Ieri il Ftse Mib ha subito una battuta d'arresto, complici le crescenti tensioni a livello geopolitico. Si aspetta ulteriori progressi nel breve?

Dopo che si erano allegerite le tensioni commerciali tra Usa e Cina nella giornata di martedì, nelle ultime ore un nuovo fronte si è aperto sui principali mercati finanziari. Gli investitori ora devono fare i conti con l'escalation tra USA e RUSSIA sul fronte siriano, dove iniziano a soffiare pericolsamente i timori di un'eventuale conflitto.
Una simile prospettiva sta spingendo nelle ultime ore gli investitori ad indirizzare i propri acquisti, sia su beni rifugio come ORO e YEN, ma anche sul PETROLIO, che torna sui massimi dal 2014.
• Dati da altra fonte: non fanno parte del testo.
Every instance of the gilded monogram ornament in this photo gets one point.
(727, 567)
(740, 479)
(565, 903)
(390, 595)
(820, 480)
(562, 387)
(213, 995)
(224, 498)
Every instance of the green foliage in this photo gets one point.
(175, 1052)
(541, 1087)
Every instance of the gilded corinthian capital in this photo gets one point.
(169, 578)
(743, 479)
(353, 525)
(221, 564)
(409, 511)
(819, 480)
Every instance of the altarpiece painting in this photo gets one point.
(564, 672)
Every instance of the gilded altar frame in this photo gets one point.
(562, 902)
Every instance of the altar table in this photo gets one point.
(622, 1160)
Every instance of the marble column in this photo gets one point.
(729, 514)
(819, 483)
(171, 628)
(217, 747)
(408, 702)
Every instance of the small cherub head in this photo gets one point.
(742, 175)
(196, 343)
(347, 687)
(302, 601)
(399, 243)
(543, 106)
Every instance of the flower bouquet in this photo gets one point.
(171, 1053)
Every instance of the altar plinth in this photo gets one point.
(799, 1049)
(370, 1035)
Sul mercato delle valute nelle ultime giornate abbiamo assistito ad un recupero dell'EURO che, dopo aver testato i supporti posti in area 1.223 nei confronti del DOLLARO, si sta spingendo in direzione degli 1.24.
Oltre tale livello aumenterebbero le possibilità per un ritorno sui massimi di periodo, posti sulla soglia degli 1.25.

Anche per il nostro indice principale quella di ieri è stata una giornata all'insegna della debolezza, con i prezzi che sono ritornati vicini alla soglia dei 23mila punti.
Nel breve importante sarà ora la tenuta di questi livelli per evitare una prosecuzione delle vendite in direzione dei 22850-22900 punti prima e a seguire dei 22.700 punti.
Al rialzo nuovi segnali di ripresa degli acquisti con la rottura rialzista dei 23.200 punti.